Dakar Recycles
Circular Economy and Waste Management | Senegal
50.6%
Consolidation (Seed)
Existing product with early traction, but major structural weaknesses remain (tight cash flow, strong dependency, low scalability).
Action: Too fragile for direct investment, but interesting potential. Recommendation: Prescription of targeted technical assistance before reassessment.
Axis 1: Market & Economic Model
Market Readiness (Commercial Dev.)
55.0%
⚡ Structuring: Early proven traction but limited market penetration. Acquisition strategy relies on a few unoptimized channels. Average competitive positioning.
Business Model
65.0%
⚡ Structuring: Viable but currently being optimized. Unstable mix between recurring and one-off revenues. Scalability hindered by a cost structure needing rationalization.
International
15.0%
⚠️ Risk: Strictly domestic focus. Export capacities or integration into regional value chains are non-existent.
Axis 2: Product & Innovation
Technology Readiness (R&D / Innovation)
45.0%
⚠️ Risk: Risk of obsolescence or copy. Lack of Intellectual Property (IP) strategy, weak technological barriers, or Time-to-Value too long.
Axis 3: Execution Capabilities (Operations & HR)
Organization and Operations
50.0%
⚡ Structuring: Processes currently being structured. Roles are starting to be delegated, but inefficiencies remain.
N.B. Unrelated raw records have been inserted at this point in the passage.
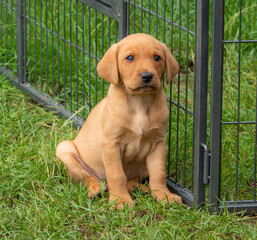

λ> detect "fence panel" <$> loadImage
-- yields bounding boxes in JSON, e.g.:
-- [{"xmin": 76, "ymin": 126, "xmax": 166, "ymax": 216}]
[
  {"xmin": 210, "ymin": 0, "xmax": 257, "ymax": 214},
  {"xmin": 0, "ymin": 0, "xmax": 211, "ymax": 209}
]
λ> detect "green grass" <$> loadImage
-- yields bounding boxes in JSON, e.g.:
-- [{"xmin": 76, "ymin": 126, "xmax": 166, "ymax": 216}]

Support functions could hinder sudden scaling.
Human Capital
55.0%
⚡ Structuring: Highly competent core team but still missing key profiles (e.g., structured sales/finance directors). Moderate turnover.
Leadership (Leaders)
75.0%
✅ Excellence: Highly solid and resilient management. Perfectly clear vision (acquisition, IPO, organic growth) and strong strategic complementarities.
Axis 4: Financial Health
Financing
45.0%
⚠️ Risk: Red zone. High cash-burn, uncontrolled working capital requirement (WCR), less than 6 months of available cash.